It was the first intimation the unhappy woman had received of Ananias’s death: and to the shame of her own consciousness of guilt, must have been added the feeling that she had a certain responsibility in what had befallen him. A word of remonstrance on her part might, at the beginning, have prevented the crime: it was too late now. “And she fell down immediately at his feet, and gave up the ghost: and the young men came in and found her dead, and they carried her out and buried her by her husband” (ver. 10). And as the sacred historian again impressively adds, showing how deep was the effect produced: “And great fear came upon the whole church, and upon all that heard these things” (ver. 11).
Such is the story. Who does not feel its sadness? All before had been so peaceful and happy. The early believers had presented such a beautiful spectacle of brotherly unity and love. And now, all too soon, the enemy had been at work, sowing tares among the wheat. In the very particular in which the Church most deserved praise—the enthusiasm of its members’ charity—sin had appeared. And thus early had the young Church of Christ learned that truth, which it has been the work of nineteen centuries to emphasise, that her true danger comes not so much from without as from within, and that then only is she disgraced, when she disgraces herself.
For what may we learn from this tragic incident?
I.
We learn the sanctity, the holiness, which Christ looks for in His Church.

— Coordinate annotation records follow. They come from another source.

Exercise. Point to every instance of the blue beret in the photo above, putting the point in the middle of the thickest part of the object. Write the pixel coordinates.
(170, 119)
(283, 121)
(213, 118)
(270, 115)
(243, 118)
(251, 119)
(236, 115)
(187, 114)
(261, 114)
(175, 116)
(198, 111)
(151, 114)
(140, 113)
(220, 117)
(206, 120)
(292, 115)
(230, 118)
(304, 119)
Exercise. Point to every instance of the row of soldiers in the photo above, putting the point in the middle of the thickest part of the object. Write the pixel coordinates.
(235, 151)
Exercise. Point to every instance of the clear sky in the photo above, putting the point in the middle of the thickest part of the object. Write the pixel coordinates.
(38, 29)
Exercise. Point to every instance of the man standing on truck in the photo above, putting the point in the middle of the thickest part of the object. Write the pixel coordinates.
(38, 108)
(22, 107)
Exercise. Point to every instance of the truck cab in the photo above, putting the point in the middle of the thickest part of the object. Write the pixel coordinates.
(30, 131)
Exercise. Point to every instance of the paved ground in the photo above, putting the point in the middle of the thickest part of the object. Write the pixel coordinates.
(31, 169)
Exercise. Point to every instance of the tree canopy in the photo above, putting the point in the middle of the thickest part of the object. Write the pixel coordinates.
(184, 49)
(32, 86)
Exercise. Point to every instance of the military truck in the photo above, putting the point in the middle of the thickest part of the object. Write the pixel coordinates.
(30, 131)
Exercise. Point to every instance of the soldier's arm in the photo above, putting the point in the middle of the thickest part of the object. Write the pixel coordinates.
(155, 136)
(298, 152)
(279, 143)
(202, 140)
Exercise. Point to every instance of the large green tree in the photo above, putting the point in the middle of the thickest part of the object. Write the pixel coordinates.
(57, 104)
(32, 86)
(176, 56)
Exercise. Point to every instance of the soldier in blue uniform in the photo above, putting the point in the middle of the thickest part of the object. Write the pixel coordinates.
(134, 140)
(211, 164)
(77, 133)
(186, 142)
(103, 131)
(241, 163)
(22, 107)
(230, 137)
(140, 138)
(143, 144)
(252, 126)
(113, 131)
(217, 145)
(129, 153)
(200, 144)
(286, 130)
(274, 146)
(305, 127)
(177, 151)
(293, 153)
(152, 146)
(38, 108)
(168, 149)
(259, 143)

The Church of Christ is holy: it consists of those who have separated themselves from the world and its defilements, and who have set themselves apart—body, soul, and spirit—for Christ’s service. That, I say, is the Church’s ideal. But we know, alas! only too well, how far short the Church on earth falls of that—how much worldliness, and vanity, and ambition—yes, and even grosser sins—mingle with our holy things.
But we must keep God’s ideal ever before us, that ideal which assures us that God, by His Spirit, actually dwells in His Church, dwells in the heart of each individual believer. Only when we remember that, can we see how great was Ananias’s sin. “He lied to the Holy Ghost: he lied not unto men, but unto God.” As by God’s Spirit his heart had been enlightened and opened to the knowledge of the truth: so now against that Spirit he had deliberately sinned.
Such a sin could not pass unpunished. Had that been allowed, the false impression would have got abroad that God was easy and tolerant of sin. Rather it was necessary “that men should be taught once for all, by sudden death treading swiftly on the heels of detected sin, that the gospel, which discovers God’s boundless mercy, has not wiped out the sterner attributes of the Judge."[1]